SYZ mirror symmetry for K3 surfaces My question is essentially related to this post, but let me formulate it again. Let $f:S \rightarrow \mathbb{P}^1$ be an elliptic fibration, then this can be a SLAG fibration with respect to another complex structure on $S$, say $S_K$. Since the compactified dual fibration $f^\vee$ is naturally identified with $f$ (see the above post, especially Gross's answer), it seems the mirror manifold of $S_K$ is again $S_K$. However, this does not seem compatible with mirror symmetry of K3 surfaces (in the sense of Dolgachev for example). 
Can anyone clarify the problem? A possible mistake is that the dual fibration $f^\vee$ cannot be identified with $f$...
 A: My answer in the link given above is purely at a topological level, saying that 
if
we have a $T^2$-fibration, the dual is canonically homeomorphic. However,
$T$-duality should also be viewed as exchanging complex and symplectic structure
.
For K3 surfaces, this can be described in terms of forms, and I sketched this in
 an answer to a different question, Mirror symmetry for hyperkahler manifold. 

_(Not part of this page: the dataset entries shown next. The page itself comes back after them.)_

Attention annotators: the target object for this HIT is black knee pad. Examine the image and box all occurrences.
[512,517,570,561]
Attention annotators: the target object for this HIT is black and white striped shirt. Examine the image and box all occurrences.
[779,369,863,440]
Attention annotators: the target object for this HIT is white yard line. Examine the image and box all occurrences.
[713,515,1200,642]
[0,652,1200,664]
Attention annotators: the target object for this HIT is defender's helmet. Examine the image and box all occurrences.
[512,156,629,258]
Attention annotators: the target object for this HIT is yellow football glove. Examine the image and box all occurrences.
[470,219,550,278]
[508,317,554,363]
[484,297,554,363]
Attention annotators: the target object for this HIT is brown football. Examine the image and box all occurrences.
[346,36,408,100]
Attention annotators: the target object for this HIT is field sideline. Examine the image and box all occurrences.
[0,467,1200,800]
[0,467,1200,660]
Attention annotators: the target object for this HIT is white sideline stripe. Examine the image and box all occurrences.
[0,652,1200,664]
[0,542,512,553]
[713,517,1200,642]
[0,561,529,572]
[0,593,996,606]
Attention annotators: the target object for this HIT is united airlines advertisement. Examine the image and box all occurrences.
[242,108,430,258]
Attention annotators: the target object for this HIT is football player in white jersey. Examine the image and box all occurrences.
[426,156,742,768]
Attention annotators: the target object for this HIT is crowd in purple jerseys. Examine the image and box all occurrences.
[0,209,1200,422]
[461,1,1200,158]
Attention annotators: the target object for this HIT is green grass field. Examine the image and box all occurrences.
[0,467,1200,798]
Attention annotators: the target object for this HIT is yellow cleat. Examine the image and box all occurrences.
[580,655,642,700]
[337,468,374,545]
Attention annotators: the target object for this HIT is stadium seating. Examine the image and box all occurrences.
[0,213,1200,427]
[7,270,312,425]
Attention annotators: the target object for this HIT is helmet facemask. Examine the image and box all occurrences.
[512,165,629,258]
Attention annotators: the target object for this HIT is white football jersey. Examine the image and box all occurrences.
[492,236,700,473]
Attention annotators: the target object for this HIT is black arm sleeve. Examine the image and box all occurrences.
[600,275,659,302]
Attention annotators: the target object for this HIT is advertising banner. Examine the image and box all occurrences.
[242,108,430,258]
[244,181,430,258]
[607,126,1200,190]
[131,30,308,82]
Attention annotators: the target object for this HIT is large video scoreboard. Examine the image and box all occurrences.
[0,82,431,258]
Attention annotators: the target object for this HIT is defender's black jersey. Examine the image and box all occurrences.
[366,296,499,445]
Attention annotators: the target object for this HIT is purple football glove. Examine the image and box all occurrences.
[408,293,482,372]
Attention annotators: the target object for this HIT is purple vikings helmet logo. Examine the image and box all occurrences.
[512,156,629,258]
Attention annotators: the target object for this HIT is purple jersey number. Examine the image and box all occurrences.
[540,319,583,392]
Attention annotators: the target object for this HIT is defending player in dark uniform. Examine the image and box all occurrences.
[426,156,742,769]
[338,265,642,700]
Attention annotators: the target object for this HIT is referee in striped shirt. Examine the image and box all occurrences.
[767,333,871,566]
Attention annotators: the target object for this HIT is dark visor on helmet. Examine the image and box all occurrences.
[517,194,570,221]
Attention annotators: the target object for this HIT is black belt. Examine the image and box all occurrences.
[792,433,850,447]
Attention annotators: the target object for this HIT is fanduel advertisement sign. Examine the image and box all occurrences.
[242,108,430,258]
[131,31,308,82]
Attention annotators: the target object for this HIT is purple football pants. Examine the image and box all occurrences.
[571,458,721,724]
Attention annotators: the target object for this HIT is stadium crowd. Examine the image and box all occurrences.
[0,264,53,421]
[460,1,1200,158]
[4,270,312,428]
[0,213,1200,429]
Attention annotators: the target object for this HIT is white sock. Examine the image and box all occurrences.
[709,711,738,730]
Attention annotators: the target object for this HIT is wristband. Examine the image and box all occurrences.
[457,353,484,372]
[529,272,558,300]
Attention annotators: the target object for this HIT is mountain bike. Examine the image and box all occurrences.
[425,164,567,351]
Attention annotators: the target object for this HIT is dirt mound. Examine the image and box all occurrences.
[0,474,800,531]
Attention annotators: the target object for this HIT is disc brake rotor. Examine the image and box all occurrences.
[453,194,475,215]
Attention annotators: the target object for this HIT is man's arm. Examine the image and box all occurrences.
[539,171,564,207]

Dolgachev's mirror symmetry can be viewed as a subset of physicist's
mirror symmetry. The key paper explaining mirror symmetry for K3 surfaces from a physics point of view is
a paper of Aspinwall and Morrison, http://arxiv.org/abs/hep-th/9404151. There is a Teichmuller space of SCFTs on a K3 surface, essentially the space of space-like four-planes in $H^{even}(X,{\mathbb R})$, equipped with the Mukai pairing and lattice $H^{even}(X,{\mathbb Z})$, which has signature $(4,20)$.
To first approximation, one can view one of these four-planes as the subspace
spanned by the real and imaginary parts of a holomorphic two-form, the Kaehler
form, and the exponential of the $B$-field (although the actual description
in terms of this data is a bit more complicated). The actual moduli space of SCFTs is obtained by dividing out by the group of automorphisms of the lattice
$H^{even}(X,{\mathbb Z})$. This group is generated by the "classical" identifications, coming from automorphisms of $H^2(X,{\mathbb Z})$, 
and additional automorphisms coming from integral shifts in the $B$-field
and finally a choice of "mirror involution". This comes from a choice of
a hyperbolic plane $H\subset H^2(X,{\mathbb Z})$, and the mirror involution exchanges the hyperbolic plane $H^0(X,{\mathbb Z})\oplus H^4(X,{\mathbb Z})$
with $H$ and leaves everything else fixed.
The choice of hyperbolic plane $H$ can be viewed as the choice of $H$ in the Dolgachev construction. This involution acts on the full Teichmuller space of SCFTs, but after making some choices, one sees that it restricts to Dolgachev's description of mirror K3 families. I can provide more details if needed.